I cannot fin the flux of
$$F(x,y,z)=(y^2cos(xz),x^3e^{yz},-e^{-xyz})$$
through the portion of sphere
$$\Sigma = \{x^2+y^2+(z-2)^2=8, z\ge0 \}$$
I think Stokes th. must be used, so in spherical coordinates I get $$x=\sqrt{8}cos\theta\sin\phi$$ $$y=\sqrt{8}sin\theta\sin\phi$$ $$z=2+\sqrt{8}cos\phi$$ and I try to calculate the integral on the curve $$\gamma=(\sqrt{8}cost,\sqrt{8}sint,2)$$ but the I cannot solve the integral which should be $$8\sqrt{8}\int_{[0,2\pi]}sin^3tcos(2\sqrt{8}cost)+\sqrt{8}cos^3t*e^{2\sqrt{8}cost}dt$$ Where is my error?

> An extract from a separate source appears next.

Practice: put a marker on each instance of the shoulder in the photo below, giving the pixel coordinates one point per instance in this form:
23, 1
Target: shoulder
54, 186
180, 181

Thanks a lot for your help.
KB
In general, if $S_1$ and $S_2$ be oriented surfaces with the same oriented boundary curve $C$ and both satisfy the hypotheses of Stokes’ Theorem, then $$\iint\limits_{{{S}_{1}}}{\operatorname{curl}\,F.n\,\,d{{S}_{1}}}=\oint\limits_{C}{F.dr}=\iint\limits_{{{S}_{2}}}{\operatorname{curl}\,F.n\,\,d{{S}_{2}}}$$ This fact is useful when it is difficult to integrate over one surface but easy to integrate over the other. Anyway, let $$S_1 = \{(x,y,z) | x^2+y^2+(z-2)^2=8\,, z\ge0 \}$$ $$S_2 = \{(x,y,z) | x^2+y^2\le 4\,, z=0 \}$$ $$n=\overrightarrow{k}=(0,0,1)$$ we have $$\iint\limits_{{{S}_{2}}}{\operatorname{curl}\,F.n\,\,d{{S}_{2}}}=\iint\limits_{A}{\left( \frac{\partial {{F}_{2}}}{\partial x}-\frac{\partial {{F}_{1}}}{\partial y} \right)}\,dA=\iint\limits_{A}{(3{{x}^{2}}-2y)}\,dA$$ note $z=0$ on $S_2$ . Now set \begin{align} & x=r\cos \theta \\ & y=r\sin \theta \\ \end{align} $$\oint\limits_{C}{F.dr}=\int_{0}^{2\pi }{\int_{0}^{2}{(3{{r}^{2}}{{\cos }^{2}}\theta -2{r}\sin \theta }})\, r\,drd\theta$$